The electronic snowball gathered momentum, with tweets and status updates expressing foodie indignation at being left out of the loop. So in January, Lee and Nosrat did it again, naming their venture exactly what they wanted it to be: A sort-of non-committal, boundary-less “Pop-Up General Store.” While Lee’s sausages were back for an encore, Nosrat churned out orders of ravioli butternut squash. They also pulled in another vendor, former Eccolo cook Chelsea Pence, who was trying to get a foot in the door, any door, selling baked goods. Under the label EBCB, East Bay Cookie Baker, Pence contributed bags of cookies and caramels.
There was no turning back. Fast-forward to summer, and Nosrat is taking direction from Lee via Skype on how to make his chorizo sausages just so, and making not just 100 pounds, but more than 200, as just one of 18 specialty items available for Pop-Up pre-order (see www.popupgeneralstore.blogspot.com).
Most underrated about the Pop-Up, though, is that it’s steeped in the spirit of being our brother’s keeper. Or, rather, our chef’s keeper. Because Lee — who saw Nosrat’s passion and potential for cooking when he was the executive chef downstairs at Chez Panisse and she was just a busser — looks out for his own. That mentality has been co-opted by Nosrat, who recently tweeted about being a “proud mama bear” after a cook she cultivated achieved success. So it’s no mistake then, that Sylvan Mishima Bracket, who worked in Alice Water’s office before starting Peko Peko catering, is at the Pop-Up selling 12-packs of frozen pork gyoza for $11; that Chez Panisse pastry cook Siew-Chinn Chin is selling six-packs of macaroons for $9.50; that Pence with EBCB is hawking graham crackers for nearly a buck a rectangle; that Soul Food Farm, which provides compassionately and organically raised poultry for upscale restaurants Coi, Quince and, of course, Chez Panisse, is selling pastured chickens at $6.50 a pound.
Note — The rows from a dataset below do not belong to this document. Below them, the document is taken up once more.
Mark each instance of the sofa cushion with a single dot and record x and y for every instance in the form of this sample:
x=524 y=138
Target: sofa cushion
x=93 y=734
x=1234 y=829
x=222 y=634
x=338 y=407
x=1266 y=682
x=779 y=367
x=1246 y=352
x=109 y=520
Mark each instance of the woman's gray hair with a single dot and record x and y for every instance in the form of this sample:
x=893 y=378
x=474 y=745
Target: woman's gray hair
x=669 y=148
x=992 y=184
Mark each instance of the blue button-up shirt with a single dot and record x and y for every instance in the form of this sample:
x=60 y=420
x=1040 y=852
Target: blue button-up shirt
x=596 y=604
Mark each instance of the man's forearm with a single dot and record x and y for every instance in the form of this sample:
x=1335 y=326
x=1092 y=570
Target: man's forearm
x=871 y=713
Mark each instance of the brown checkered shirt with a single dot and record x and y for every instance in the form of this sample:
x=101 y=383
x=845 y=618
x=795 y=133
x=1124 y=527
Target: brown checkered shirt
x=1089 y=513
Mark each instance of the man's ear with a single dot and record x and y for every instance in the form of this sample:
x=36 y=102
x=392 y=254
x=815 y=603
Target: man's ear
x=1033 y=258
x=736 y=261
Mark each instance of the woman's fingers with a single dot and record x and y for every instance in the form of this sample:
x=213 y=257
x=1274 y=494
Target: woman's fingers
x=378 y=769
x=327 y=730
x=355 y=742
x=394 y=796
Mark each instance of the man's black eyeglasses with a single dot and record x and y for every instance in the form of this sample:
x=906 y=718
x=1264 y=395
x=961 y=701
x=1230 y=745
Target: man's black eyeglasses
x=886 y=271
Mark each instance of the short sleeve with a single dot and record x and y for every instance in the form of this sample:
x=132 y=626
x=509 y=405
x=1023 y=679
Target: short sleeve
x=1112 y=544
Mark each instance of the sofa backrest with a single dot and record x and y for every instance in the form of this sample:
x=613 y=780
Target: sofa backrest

“The cooking industry is so hard. If by the age of 30 you haven’t made it, you’re pretty much washed up,” says Nosrat, 30. “Chez Panisse was a supportive place to work, for sure ... but there’s only so much time you can be a line cook. So this is a way to not only bring food to this community, but to help our community — our cooking community.”
Long ago, Nosrat and Lee reached capacity and had to turn away vendors, many of whom they’d never heard of before. But the LLC paperwork has come through, which grants the Pop-Up a business license. That alone should quiet some of the disappointed Tweeters in June (@casconed wrote “Oakland Pop-up General Store - great idea. Abysmal execution.”), since it will allow Nosrat to get rid of the central cashier and its snaking, Disneyland-like line and authorize vendors to take their own money and enable credit card exchanges.
“If you’d asked me in January, I’d never have thought this would happen,” says Nosrat. “To immediately jump in and handle another business wasn’t a commitment I was sure I wanted to make. It was scary.”
As of summer, though, the Pop-Up General Store had become a commitment, and the only thing left was to write up a formal business plan and a mission statement.
The mission statement last in the works?
“Lord, help us all,” laughs Nosrat.
Reader Comments:
This market is in the Longfellow neighborhood, not Temescal.